Laskin: Gerrymandering is a bipartisan disgrace. It is a cliche, but true, that voters do not choose their representatives – the representatives choose their voters. I was redistricted myself after the 2010 census. Redistricting must be done by a non-partisan, independent body. Partisan legislators cannot be counted on to draw the legislative and congressional maps in a disinterested manner. We waste too much time and money on these decennial battles over increasingly absurd district lines. It’s time to take this task out of the hands of the very legislators who are drawing the maps that will determine whether they will be reelected.
Does the Law Enforcement Officers Bill of Rights adequately balance protections for police and the public? Should it be changed, and if so, how?

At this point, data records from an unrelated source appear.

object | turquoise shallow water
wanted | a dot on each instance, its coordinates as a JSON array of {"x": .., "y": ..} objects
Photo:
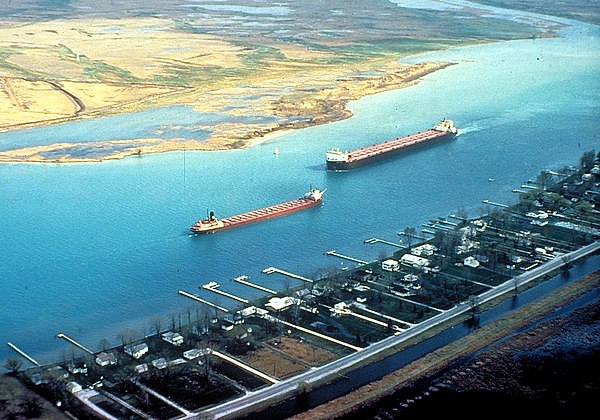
[{"x": 90, "y": 249}]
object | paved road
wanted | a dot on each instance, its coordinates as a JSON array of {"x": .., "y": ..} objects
[{"x": 288, "y": 387}]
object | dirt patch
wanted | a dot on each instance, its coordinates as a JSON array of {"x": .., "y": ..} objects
[
  {"x": 303, "y": 351},
  {"x": 437, "y": 360},
  {"x": 272, "y": 363}
]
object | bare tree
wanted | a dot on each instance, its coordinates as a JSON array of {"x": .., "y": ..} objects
[
  {"x": 31, "y": 405},
  {"x": 126, "y": 336},
  {"x": 586, "y": 162}
]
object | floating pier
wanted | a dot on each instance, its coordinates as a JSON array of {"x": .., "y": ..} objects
[
  {"x": 244, "y": 280},
  {"x": 75, "y": 343},
  {"x": 345, "y": 257},
  {"x": 271, "y": 270},
  {"x": 199, "y": 299},
  {"x": 214, "y": 287},
  {"x": 382, "y": 241},
  {"x": 22, "y": 353},
  {"x": 491, "y": 203}
]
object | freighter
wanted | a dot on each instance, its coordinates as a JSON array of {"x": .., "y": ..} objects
[
  {"x": 211, "y": 224},
  {"x": 338, "y": 160}
]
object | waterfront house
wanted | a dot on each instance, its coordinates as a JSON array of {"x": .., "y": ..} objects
[
  {"x": 424, "y": 250},
  {"x": 280, "y": 304},
  {"x": 74, "y": 387},
  {"x": 142, "y": 368},
  {"x": 471, "y": 262},
  {"x": 106, "y": 359},
  {"x": 159, "y": 363},
  {"x": 390, "y": 265},
  {"x": 226, "y": 325},
  {"x": 253, "y": 311},
  {"x": 193, "y": 353},
  {"x": 414, "y": 261},
  {"x": 174, "y": 338},
  {"x": 136, "y": 350}
]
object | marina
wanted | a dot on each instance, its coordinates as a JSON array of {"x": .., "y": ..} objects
[
  {"x": 75, "y": 343},
  {"x": 204, "y": 301},
  {"x": 117, "y": 250},
  {"x": 214, "y": 287},
  {"x": 244, "y": 280},
  {"x": 22, "y": 353},
  {"x": 382, "y": 241},
  {"x": 333, "y": 253},
  {"x": 273, "y": 270}
]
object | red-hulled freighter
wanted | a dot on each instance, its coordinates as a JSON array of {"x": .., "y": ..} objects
[
  {"x": 340, "y": 161},
  {"x": 211, "y": 224}
]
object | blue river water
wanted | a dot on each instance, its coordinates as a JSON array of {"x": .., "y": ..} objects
[{"x": 91, "y": 249}]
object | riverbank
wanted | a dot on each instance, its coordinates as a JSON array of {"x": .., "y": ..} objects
[
  {"x": 443, "y": 357},
  {"x": 322, "y": 107},
  {"x": 261, "y": 73}
]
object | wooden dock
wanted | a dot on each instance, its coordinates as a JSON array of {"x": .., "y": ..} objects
[
  {"x": 222, "y": 293},
  {"x": 244, "y": 280},
  {"x": 271, "y": 270},
  {"x": 199, "y": 299},
  {"x": 382, "y": 241},
  {"x": 333, "y": 253},
  {"x": 22, "y": 353},
  {"x": 491, "y": 203},
  {"x": 75, "y": 343}
]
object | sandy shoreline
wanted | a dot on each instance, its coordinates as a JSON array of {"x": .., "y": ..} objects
[{"x": 229, "y": 136}]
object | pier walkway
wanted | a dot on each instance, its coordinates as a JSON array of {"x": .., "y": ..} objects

Laskin: No, it does not. Law Officers have a bill of rights already – the same one all Americans have. The police are to serve and protect the citizens. Therefore , they must always answer to those citizens. In any instance of alleged police misconduct, the review process must include meaningful citizen input and transparency, to assure that the public will trust the outcome of the investigation. As the Freddie Gray trials showed, the criminal courts are perfectly capable of protecting the criminal rights of accused police officers without additional protections that are unavailable to the average citizen. In the end, the police work for the citizens and need to be held accountable to the citizens.
What strategy would you adopt to address the opioid addiction and overdose crisis?
Laskin: First and foremost, health care practitioners must be educated to dramatically reduce the amount of opiods they prescribe. In many cases, there are safer alternative pain medications. I had a wisdom tooth pulled a few years ago, and the dental surgeon prescribed oxycontin. I ignored the prescription, took one or two Tylenol, and was fine. The prescription never should have been written to begin with. This crisis was entirely preventable. Pain is sometimes an unavoidable consequence of medical treatment. Patients accepted that before pharmaceutical companies started pushing opiods to boost profits. As a society, we need to commit resources to educate both patients and health care providers that the dangers of these medications in many cases far outweigh any benefit.
Income inequality
What if anything should the state do to address income inequality?
Laskin: First, a $15 per hour minimum wage is essential. It is no longer the case that minimum wage workers are teenagers working part-time during the school year. Many single mothers are the sole source of support for their families, and work full-time at minimum wage jobs to provide that support. Fifteen an hour isn’t luxurious – it’s only $600 per week if the worker works 40 hours per week. Furthermore, if we’re serious about reducing violent crime, we need to discourage entry level drug dealers from entering the business. Six hundred a week may not be equal to what a dealer can make hustling drugs on the street. But weighed against the virtual certainty that that entry level dealer will either be dead or in prison in 10 years, it could well be enough to discourage him from taking that route to begin with. After $15 per hour, we need to implement a true living wage that will allow workers to adequately support their families while allowing sufficient quality time with family members – to read to a child, to play, to go to school conferences and to engage in all those other activities that make life meaningful. And finally, we need to reinstate a truly progressive taxation system whereby the very wealthy pay a bit more to fund programs to build up those at the other end of the income ladder.
Do the state’s Public Information Act and open meetings laws adequately ensure Marylanders’ ability to exercise oversight of the government?
Laskin: No. There are too many exceptions and exclusions. Government needs to be as completely transparent and open as possible. If public safety or individual confidentiality are not an issue, the meeting should be opened.